Having seemingly not learned any lessons from Dino Rossi’s four unsuccessful bids for higher office this century, Kim Schrier’s Republican opponent Matt Larkin declared this week in an interview with The Herald of Everett that Washington’s minimum wage should be “closer” to the federal hourly minimum of $7.25.
That’s right: Larkin thinks Washington should lower its minimum wage, which is presently $14.49 an hour and due to rise to $15.72 as of January 1st, 2023. (In accordance with two voter approved initiatives, it’s periodically adjusted upwards to account for the cost of living, unlike the federal minimum wage.)
While other local Trump followers, like Loren Culp, have run campaigns in recent years that tried to appeal to working class voters, Larkin appears not to be making any such effort. Instead, he’s handing Democrats a late October gift.
The minimum wage has surfaced before as a key dividing line between candidates for high profile office in Washington State. As mentioned, Republicans like Dino Rossi have paid a political price for siding against working families.
In 2008, Washingtonians had a choice between Democratic Governor Chris Gregoire and Rossi, who had narrowly lost to Gregoire four years prior.
Gregoire campaigned on her support for the minimum wage, while Rossi declared that the minimum wage had never been meant to be a living wage — just an entry wage. Governor Gregoire won reelection without difficulty.
Eight years later, when Governor Jay Inslee was running for his second term against challenger Bill Bryant, the minimum wage was again a campaign issue.
Bryant argued that wage increases should vary by region within the state, and said that Initiative 1433, a ballot measure to increase the state minimum wage to $13.50 per hour by 2020, would harm most businesses.
Inslee said raising the wage was necessary to help working families make ends meet and boost the economy — that there was no place in the state where a family could survive on an income of $1,500 a month. “You can’t do it in Spokane, Ellensburg, or Washtucna.” Governor Inslee easily won reelection.
Nobody making our state’s minimum wage is well-off… any worker who is employed full time and making minimum wage isn’t making more than around $30,000 per year, and that’s before taxes. Republicans, Larkin included, have been complaining nonstop about inflation and the rising cost of living, urging voters to blame any economic anxiety or unease they feel on Democrats.

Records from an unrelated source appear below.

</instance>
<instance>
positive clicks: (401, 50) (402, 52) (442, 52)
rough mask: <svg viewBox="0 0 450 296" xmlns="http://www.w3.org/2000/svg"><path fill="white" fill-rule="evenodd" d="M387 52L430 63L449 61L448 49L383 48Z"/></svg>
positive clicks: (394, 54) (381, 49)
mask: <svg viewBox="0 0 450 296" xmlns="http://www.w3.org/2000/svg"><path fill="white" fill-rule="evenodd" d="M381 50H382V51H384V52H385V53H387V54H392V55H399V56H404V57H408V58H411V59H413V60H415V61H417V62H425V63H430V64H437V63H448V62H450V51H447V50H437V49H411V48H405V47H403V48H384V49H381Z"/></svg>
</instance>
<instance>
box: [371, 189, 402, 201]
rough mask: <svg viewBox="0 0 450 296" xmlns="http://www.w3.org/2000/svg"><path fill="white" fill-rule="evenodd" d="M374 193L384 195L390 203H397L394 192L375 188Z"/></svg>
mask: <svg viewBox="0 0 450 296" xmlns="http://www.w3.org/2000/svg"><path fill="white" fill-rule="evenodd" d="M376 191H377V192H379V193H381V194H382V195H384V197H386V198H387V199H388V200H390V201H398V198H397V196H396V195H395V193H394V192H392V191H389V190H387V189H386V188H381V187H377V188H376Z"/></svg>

Yet it’s candidates like Larkin who want to increase low income families’ financial pain and hardship by cutting their pay! Republicans have offered no solutions to address the cost of living during these midterms. Instead, all they’ve offered are schemes to make things worse. Like gutting Washington’s minimum wage.
Democrats say that Larkin signaled that he was glass half-empty thinker early on this cycle when he adopted the nonsensical mantra “Make Crime Illegal Again” as the slogan for his campaign. Crime is of course already illegal, as Democrats like Steve Hobbs and Bob Ferguson have pointed out during campaign speeches. If an activity or behavior isn’t against the law, then it can’t be criminal.
Larkin would say that what he means is that crime is getting worse and that’s going unaddressed. In reality, though, we’ve seen a decline in overall crime. Violent crime and murder have spiked and are higher than before the COVID-19 pandemic, but not as high as in decades past, like the 1980s.
It might not seem that way to those who watch the five o’clock news every night, because the police blotter is the favorite beat of many local news outlets.
Like the old adage says, it it bleeds, it leads.
Larkin and other Republicans say Democrats are to blame for increases in violent crime, but if we look across the country, we can see that Republican-run places are suffering from as severe a disruption as Democratic-controlled cities often falsely characterized by right wing media such as FNC as hellscapes.
Schrier and Larkin are set to debate tonight in Ellensburg at Central Washington University, in what will be their only debate prior to November 8th.